Yashti, Yaṣṭi, Yaṣṭī: 12 definitions


Yashti means something in Hinduism, Sanskrit, the history of ancient India, Marathi. If you want to know the exact meaning, history, etymology or English translation of this term then check out the descriptions on this page. Add your comment or reference to a book if you want to contribute to this summary article.

The Sanskrit terms Yaṣṭi and Yaṣṭī can be transliterated into English as Yasti or Yashti, using the IAST transliteration scheme (?).

In Hinduism

Ayurveda (science of life)

Source: Wisdom Library: Āyurveda and botany

Yaṣṭi (यष्टि) is another name for Bhāraṅgī, which is a Sanskrit word referring to Clerodendrum serratum (beetle killer).

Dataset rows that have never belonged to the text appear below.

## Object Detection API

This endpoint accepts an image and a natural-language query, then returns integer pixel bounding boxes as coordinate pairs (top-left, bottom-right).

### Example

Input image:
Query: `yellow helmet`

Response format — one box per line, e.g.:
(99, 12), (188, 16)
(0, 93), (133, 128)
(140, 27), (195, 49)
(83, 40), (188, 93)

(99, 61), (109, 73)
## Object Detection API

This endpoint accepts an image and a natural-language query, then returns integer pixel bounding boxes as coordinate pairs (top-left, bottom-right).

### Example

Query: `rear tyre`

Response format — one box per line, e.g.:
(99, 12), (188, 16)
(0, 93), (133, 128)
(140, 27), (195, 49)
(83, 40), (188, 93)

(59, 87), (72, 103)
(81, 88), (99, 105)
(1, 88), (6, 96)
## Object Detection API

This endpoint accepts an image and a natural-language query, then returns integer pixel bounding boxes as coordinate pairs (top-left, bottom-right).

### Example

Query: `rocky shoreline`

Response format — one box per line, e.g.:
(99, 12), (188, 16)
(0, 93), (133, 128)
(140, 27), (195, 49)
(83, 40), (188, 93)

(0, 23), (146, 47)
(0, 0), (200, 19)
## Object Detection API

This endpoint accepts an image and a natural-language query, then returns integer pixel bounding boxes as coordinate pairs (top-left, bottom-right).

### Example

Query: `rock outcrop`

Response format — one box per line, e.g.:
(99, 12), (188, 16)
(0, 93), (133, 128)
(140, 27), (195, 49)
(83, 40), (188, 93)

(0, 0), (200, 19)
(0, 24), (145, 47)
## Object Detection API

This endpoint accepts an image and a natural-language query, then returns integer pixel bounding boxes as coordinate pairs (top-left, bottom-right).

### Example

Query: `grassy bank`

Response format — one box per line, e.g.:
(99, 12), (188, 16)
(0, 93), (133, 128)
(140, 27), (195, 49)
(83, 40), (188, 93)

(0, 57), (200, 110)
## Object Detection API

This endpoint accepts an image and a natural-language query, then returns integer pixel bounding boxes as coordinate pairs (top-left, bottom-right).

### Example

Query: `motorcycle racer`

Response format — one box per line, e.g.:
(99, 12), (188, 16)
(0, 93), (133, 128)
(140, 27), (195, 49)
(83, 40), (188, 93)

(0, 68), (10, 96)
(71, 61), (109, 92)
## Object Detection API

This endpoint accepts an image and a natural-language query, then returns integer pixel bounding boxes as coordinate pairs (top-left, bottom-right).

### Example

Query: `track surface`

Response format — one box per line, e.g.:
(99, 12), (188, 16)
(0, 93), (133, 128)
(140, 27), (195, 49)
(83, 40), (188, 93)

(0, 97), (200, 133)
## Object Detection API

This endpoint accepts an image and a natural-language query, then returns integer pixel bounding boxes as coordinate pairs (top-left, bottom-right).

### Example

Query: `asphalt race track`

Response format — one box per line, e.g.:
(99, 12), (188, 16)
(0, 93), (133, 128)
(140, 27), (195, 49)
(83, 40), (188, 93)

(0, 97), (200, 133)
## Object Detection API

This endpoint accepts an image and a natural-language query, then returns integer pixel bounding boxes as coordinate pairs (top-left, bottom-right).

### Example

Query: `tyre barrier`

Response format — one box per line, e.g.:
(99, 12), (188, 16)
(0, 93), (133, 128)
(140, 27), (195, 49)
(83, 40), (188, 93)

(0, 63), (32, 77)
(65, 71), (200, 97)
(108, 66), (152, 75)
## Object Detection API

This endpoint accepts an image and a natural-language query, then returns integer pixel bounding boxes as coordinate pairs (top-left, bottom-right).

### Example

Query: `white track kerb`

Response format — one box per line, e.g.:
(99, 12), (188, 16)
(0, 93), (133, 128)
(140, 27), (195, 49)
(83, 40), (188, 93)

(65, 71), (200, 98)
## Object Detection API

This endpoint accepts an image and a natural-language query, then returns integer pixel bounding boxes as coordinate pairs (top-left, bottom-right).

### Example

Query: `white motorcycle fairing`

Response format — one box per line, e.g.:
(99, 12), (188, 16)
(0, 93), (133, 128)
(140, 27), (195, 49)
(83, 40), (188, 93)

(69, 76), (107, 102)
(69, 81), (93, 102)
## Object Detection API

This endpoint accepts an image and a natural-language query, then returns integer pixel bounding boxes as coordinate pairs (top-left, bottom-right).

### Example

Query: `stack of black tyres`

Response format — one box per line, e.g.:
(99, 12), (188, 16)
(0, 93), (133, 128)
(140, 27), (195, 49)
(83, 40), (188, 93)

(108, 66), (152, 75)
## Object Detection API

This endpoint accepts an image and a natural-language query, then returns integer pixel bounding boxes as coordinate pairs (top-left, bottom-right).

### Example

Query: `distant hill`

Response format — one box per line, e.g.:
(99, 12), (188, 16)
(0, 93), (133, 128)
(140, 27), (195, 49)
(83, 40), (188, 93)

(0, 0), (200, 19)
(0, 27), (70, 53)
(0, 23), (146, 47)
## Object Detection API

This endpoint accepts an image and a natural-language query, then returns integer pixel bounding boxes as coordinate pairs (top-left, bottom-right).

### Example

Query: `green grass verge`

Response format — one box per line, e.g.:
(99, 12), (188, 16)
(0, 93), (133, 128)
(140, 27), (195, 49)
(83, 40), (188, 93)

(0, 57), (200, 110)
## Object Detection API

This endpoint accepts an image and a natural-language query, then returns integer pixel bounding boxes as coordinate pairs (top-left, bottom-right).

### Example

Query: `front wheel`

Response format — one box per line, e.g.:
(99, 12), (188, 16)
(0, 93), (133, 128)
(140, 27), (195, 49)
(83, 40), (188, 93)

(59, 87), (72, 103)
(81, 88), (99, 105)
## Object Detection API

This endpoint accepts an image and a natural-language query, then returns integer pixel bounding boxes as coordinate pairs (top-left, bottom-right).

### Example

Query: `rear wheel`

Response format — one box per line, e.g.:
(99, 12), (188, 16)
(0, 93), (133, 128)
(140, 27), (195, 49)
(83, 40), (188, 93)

It is classified as a medicinal plant in the system of Āyurveda (science of Indian medicine) and is used throughout literature such as the Suśrutasaṃhita and the Carakasaṃhitā. The synonym was identified in the Rājanighaṇṭu (verses 5.149-150), which is a 13th-century medicinal thesaurus.

Source: Ancient Science of Life: Botanical identification of plants described in Mādhava Cikitsā

Yaṣṭī (यष्टी) refers to the medicinal plant Glycyrrhiza glabra L., and is used in the treatment of atisāra (diarrhoea), according to the Ayurvedic Formulary of India (as well as the Pharmacopoeia).—Atisāra refers to a condition where there are three or more loose or liquid stools (bowel movements) per day or more stool than normal.  The second chapter of the Mādhavacikitsā explains several preparations [including Yaṣṭī] through 60 Sanskrit verses about treating this problem.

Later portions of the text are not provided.